Initially, however, chairwoman Annie Coore and Juan “Johnny” Gonzalez, a committee member, were told by interim city clerk Nohemi Polanco that she could not accept the boxful of petitions because she is not officially the city clerk, so she had to confer with City Manager Chandler Williamson, Gonzalez said.
Florida State Statute 100.3 and Pahokee ordinance direct that such petitions should be officially handed over to the city clerk, and then “immediately” transferred to the local, in this case, the Palm Beach County, Supervisor of Elections’ (PBCSOE) Office, for verification of signatures.
(Pahokee’s city clerk position has been vacant for months, and had been advertised for applicants; Williamson last reported that city commissioners had the respondents’ resumes and they were conducting their own reviews.)
So on Thursday, when Coore and Gonzalez were speaking with Polanco — according to Gonzalez and a summary email from fellow Pahokee citizen observer Catherine “Cate” Marvez (who had been a frequent speaker at the formerly in-person commission meetings) to committee members:
“The city manager was advised of the situation by the clerk, and he also refused to accept them (the petitions) initially. After a lengthy call to the city attorney and possible others, he reluctantly but politely accepted them. He did refuse to sign the receipt,” she wrote.
Gonzalez confirmed that, saying they had left the box of petitions at the city hall, and were given no receipt, so he took time/date-stamped photographs and a brief video of the box being accepted by Williamson. Then other committee members advised the PBCSOE’s Office by phone that they had delivered the petitions and met all requirements of F.S.S. 100.3. Also, Gonzalez and Coore both said, the committee has retained its own legal counsel.
Ashley Houlihan, legal counsel for the PBCSOE’s Office, stated Monday morning that as far as she was aware, the physical petitions had not yet been delivered to the PBCSOE; however, she confirmed receiving the communication that they are supposedly in transit.
As to the required number of 304 signatures (10% of the registered voters residing in the city) on each of the three petitions, Marvez said, “we received 24% over the required amount but that was reduced to 18% due to applications from residents not (living) in the voting precinct.
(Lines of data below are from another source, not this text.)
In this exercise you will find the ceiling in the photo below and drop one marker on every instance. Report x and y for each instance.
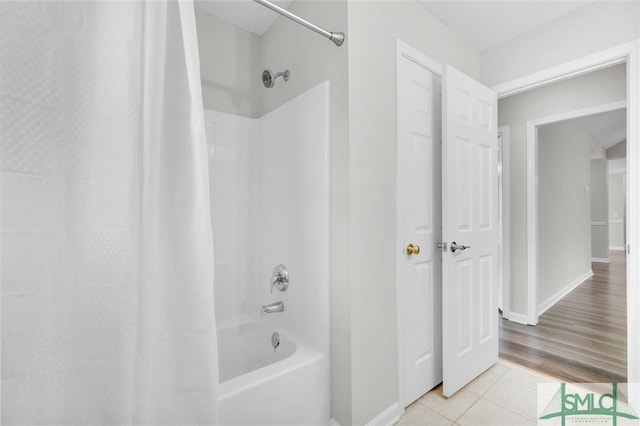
(246, 14)
(483, 23)
(486, 24)
(607, 128)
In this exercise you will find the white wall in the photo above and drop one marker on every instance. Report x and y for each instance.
(373, 30)
(599, 209)
(590, 90)
(229, 59)
(564, 208)
(617, 206)
(592, 28)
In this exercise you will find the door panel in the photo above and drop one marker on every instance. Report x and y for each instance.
(419, 223)
(469, 217)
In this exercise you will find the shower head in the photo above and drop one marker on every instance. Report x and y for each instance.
(269, 78)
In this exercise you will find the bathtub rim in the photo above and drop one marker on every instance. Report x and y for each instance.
(303, 356)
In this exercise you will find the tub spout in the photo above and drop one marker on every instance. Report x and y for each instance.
(271, 308)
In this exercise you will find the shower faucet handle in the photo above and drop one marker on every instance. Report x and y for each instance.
(280, 278)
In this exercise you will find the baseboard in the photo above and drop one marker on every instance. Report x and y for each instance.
(519, 318)
(388, 417)
(544, 306)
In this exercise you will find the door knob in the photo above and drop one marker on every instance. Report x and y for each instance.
(460, 247)
(411, 249)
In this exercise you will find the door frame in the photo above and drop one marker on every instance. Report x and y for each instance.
(404, 50)
(505, 240)
(625, 53)
(533, 307)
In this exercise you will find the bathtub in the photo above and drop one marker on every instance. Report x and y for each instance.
(260, 386)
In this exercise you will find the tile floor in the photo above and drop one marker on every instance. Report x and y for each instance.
(505, 394)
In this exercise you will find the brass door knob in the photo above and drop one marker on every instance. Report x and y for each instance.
(411, 249)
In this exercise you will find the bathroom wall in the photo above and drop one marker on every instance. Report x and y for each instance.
(374, 27)
(564, 209)
(589, 29)
(605, 86)
(229, 59)
(599, 210)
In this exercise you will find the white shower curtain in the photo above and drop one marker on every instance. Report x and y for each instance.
(107, 253)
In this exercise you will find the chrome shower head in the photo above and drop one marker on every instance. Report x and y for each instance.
(269, 78)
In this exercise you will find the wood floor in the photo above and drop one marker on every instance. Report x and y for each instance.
(583, 337)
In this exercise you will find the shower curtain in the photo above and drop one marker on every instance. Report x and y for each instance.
(107, 253)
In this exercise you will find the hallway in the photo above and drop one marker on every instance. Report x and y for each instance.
(582, 338)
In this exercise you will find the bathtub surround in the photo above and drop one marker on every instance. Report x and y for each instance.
(270, 206)
(107, 305)
(363, 319)
(263, 386)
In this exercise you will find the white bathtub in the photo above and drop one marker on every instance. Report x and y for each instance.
(260, 386)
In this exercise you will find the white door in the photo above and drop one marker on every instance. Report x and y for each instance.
(419, 224)
(469, 218)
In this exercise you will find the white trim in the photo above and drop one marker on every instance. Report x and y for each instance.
(532, 224)
(513, 317)
(532, 195)
(544, 306)
(633, 225)
(613, 106)
(506, 219)
(387, 417)
(575, 68)
(413, 54)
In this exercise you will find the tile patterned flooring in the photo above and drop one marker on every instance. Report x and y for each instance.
(505, 394)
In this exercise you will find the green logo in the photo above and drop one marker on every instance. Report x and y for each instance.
(580, 402)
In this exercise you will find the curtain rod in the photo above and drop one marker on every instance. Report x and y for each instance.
(337, 38)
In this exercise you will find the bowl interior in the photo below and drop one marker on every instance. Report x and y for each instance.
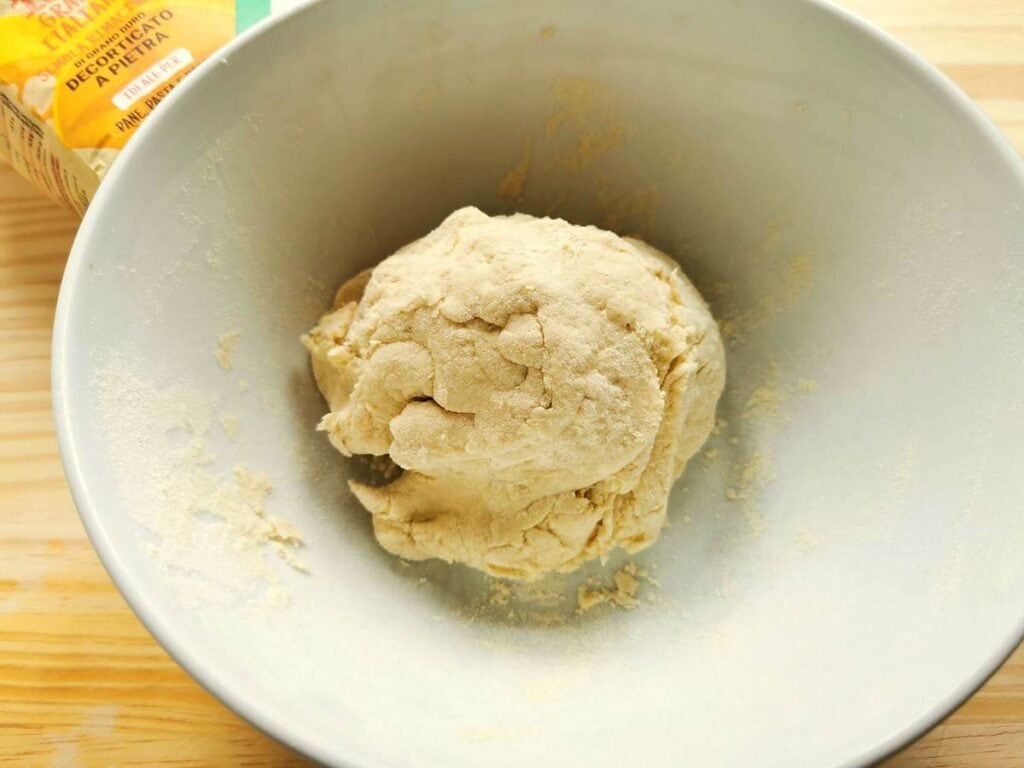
(841, 568)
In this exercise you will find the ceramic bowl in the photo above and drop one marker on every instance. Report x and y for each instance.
(844, 563)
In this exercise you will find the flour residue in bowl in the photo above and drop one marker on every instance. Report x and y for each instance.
(211, 531)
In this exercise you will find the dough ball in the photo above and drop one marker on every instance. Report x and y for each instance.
(541, 384)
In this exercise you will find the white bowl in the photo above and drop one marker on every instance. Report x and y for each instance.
(848, 210)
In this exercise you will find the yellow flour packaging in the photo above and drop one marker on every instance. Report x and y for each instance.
(78, 77)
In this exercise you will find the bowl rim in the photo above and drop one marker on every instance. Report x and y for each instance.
(161, 626)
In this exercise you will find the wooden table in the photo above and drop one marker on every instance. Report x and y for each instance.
(82, 683)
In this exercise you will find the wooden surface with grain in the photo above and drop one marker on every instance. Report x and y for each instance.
(81, 681)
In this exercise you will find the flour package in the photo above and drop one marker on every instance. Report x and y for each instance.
(78, 77)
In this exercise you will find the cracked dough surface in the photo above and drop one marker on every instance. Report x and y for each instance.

It was a great turnout, and I am so proud of our citizens who are standing up for themselves and our city.”
According to one member of the committee who asked not to be named, the final number of signatures of people backing a referendum to recall the three commissioners were: Clara “Tasha” Murvin, vice mayor, 378; Mayor Keith W. Babb Jr., 368; and Commissioner Benny L. Everett III, 366.
Ms. Marvez had appended a postscript to her email: “IF YOU HEAR OF ANY RETALIATION, BULLYING, HARASSMENT OR SHUNNING BY THE COMMISSIONERS OR THEIR SUPPORTERS, PLEASE MAKE NOTE OF IT AND REPORT IT.”
Coore stated that exact thing had happened Friday and over the weekend. She said by phone Monday morning that Murvin had been calling some of the people who’d signed the petition to recall her, asking why they had done so.